Om het thema van de dag, ‘Gezondheid is een ware kunst’, uit te diepen, hebben een aantal sprekers elk op hun eigen manier bijgedragen aan het debat. Zo heeft Pierre Lemarquis, neuroloog en auteur van ‘L’art qui guérit’ (Kunst die geneest), op een prachtige manier aangetoond dat de mens een kunstwerk is. Kunst kan ook een zuiverend effect hebben en is, zoals de auteur het omschrijft, een ‘uitnodiging tot schoonheid’. Daarna volgde een aangrijpend optreden van Catherine Delmotte, die slams gebruikte om over haar situatie als moeder van twee kinderen met autisme te vertellen. Zo zei ze bijvoorbeeld: “Ik zoek eindeloos naar de gebruiksaanwijzing om een goede moeder te zijn, maar die is nergens te vinden …” Saidou Ly, uit Mauritanië, was de volgende artiest. Hij bracht gedichten die tot nadenken stemmen en stelde onder andere dat “poëzie nooit bedriegt”. Als afsluiter van deze mooie ochtend sprak psychotherapeut Jean Van Hemelrijk vanuit het uitgangspunt dat kunst ons in beweging brengt, waardoor we “een beetje verder” geraken. Tijdens zijn presentatie zei hij: “We zijn niet alleen maar toeschouwers. Kunst vraagt inzet van ons, verrast ons en stopt onze perceptie van de tijd, waardoor er een breuk in de tijd ontstaat die ons voorbij de taal, voorbij het woord leidt. Er gaat iets open, dat zich verbindt. We zien er iets in terwijl er ook dingen in ons naar boven komen. Kunst spreekt ons aan. We stappen uit de bubbel van het dagelijkse leven en zijn plots verbonden met iets dat vlak voor ons gebeurt. Zo kunnen we het proces te beschrijven dat plaatsvindt. Maar we kunnen niet altijd de kunst beschrijven die we aanschouwen of beoefenen, omdat we enkel de emotie kunnen benoemen of delen die ermee gepaard gaat.”

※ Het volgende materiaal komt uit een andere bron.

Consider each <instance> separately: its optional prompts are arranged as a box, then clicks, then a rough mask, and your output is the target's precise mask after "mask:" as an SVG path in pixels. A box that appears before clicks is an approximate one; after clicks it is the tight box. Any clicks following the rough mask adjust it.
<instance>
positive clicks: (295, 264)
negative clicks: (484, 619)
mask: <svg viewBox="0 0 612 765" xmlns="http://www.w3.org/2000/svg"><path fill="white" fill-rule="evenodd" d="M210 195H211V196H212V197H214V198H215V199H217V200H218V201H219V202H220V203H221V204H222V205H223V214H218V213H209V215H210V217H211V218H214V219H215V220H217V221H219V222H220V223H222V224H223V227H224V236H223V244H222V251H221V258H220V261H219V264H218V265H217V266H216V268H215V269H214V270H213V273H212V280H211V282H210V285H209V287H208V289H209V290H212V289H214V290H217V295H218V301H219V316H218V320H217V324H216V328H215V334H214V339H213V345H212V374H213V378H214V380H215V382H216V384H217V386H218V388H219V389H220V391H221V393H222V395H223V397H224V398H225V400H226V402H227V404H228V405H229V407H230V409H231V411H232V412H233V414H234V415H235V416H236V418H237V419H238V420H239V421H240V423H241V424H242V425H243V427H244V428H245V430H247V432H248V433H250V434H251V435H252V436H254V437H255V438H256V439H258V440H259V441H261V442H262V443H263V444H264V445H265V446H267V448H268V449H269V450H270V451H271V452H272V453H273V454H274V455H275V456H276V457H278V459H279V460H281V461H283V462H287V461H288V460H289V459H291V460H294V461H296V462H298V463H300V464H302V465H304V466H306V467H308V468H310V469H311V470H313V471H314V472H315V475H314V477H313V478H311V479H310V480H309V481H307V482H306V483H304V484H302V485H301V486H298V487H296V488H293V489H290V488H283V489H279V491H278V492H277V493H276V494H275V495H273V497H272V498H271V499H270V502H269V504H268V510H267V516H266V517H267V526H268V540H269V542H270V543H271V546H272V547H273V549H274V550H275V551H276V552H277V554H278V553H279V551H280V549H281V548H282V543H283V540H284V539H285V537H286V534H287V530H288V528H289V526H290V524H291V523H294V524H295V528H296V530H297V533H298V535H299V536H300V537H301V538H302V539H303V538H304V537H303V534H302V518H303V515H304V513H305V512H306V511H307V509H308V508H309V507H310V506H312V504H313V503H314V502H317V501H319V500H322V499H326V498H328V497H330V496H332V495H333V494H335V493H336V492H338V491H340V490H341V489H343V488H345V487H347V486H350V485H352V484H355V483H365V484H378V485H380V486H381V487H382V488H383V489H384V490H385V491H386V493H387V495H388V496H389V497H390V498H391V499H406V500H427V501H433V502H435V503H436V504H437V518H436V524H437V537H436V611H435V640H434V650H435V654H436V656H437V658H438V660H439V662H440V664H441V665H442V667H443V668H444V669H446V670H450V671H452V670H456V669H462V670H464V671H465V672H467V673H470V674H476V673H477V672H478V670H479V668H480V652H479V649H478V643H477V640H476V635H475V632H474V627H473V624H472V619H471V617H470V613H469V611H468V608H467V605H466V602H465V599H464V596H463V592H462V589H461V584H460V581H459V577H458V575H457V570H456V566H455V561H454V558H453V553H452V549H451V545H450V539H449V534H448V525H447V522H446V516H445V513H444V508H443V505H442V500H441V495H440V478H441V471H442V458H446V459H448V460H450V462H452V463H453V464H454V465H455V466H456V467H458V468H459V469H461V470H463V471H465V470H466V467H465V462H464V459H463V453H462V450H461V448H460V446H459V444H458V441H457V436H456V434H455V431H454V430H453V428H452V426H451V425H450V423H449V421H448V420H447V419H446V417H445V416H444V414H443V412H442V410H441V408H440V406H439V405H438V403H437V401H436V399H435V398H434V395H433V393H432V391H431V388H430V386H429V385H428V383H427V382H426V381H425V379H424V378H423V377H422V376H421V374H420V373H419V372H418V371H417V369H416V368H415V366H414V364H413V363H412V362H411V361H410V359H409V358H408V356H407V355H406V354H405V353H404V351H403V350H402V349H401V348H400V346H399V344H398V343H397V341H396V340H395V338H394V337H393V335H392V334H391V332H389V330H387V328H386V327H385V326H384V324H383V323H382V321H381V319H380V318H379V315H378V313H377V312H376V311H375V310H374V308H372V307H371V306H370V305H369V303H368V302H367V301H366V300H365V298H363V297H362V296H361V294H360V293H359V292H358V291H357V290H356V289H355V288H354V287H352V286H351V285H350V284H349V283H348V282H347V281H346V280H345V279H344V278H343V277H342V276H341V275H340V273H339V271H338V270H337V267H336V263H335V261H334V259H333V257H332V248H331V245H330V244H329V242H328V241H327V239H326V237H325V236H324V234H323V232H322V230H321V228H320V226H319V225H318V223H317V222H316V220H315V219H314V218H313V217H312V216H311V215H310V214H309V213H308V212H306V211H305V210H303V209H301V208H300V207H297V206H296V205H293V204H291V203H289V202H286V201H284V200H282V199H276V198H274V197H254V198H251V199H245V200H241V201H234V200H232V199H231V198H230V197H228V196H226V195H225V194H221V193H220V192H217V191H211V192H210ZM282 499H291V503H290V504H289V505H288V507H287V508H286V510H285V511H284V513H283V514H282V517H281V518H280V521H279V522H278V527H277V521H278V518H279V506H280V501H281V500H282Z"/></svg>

Wat zijn de positieve effecten op de gezondheid?

In haar verslag uit 2019 met als titel “What is the evidence on the role of the arts in improving health and well-being?” deelde de WGO haar bevindingen, gebaseerd op meer dan 900 publicaties, die de positieve impact van kunst op de (mentale en fysieke) gezondheid aantonen. Kunst kan de ontwikkeling van kinderen ondersteunen en de band met hun moeder versterken, gezondheidsproblemen voorkomen (acute ziekten, geestelijke ziekten, neurologische stoornissen, enz.), de zorg aan het levenseinde begeleiden of de gezondheidsbevordering verbeteren. In de praktijk heeft kunst een invloed op onze gezondheidstoestand en kan kunst iedereen helpen in de loop van zijn leven. Hier zijn een aantal voorbeelden die aansluiten bij de inhoud van deze studiedag en het gunstige effect van kunst op de geestelijke gezondheid aantonen:

  • muziek kan stress en angst verlichten;
  • samen zingen (in een koor) of een museum bezoeken bevordert het gevoel van sociale inclusie;
  • theater stimuleert sociale interacties;
  • fotografie en films verminderen stress en angst en hebben een positief effect op het zelfbeeld;
  • dans kan heilzaam zijn voor patiënten die lijden aan schizofrenie.

Museumvoorschriften

Het project ‘museumvoorschriften’ is het resultaat van een samenwerking tussen de Stad Brussel en het UVC Brugmann. Het concept is afkomstig uit Québec. Dit project is uniek in Europa en werd bijzonder zinvol tijdens de COVID-19-crisis. Patiënten krijgen gratis toegang tot een aantal Brusselse musea in het kader van hun therapeutische opvolging, met de toestemming van hun psychiater. “Het project heeft twee doelstellingen. Enerzijds willen we de toegang tot cultuur verbeteren en anderzijds willen we artsen een tool bieden die de bestaande therapeutische opvolging kan aanvullen”, verklaarde Delphine Houba tijdens de conferentie.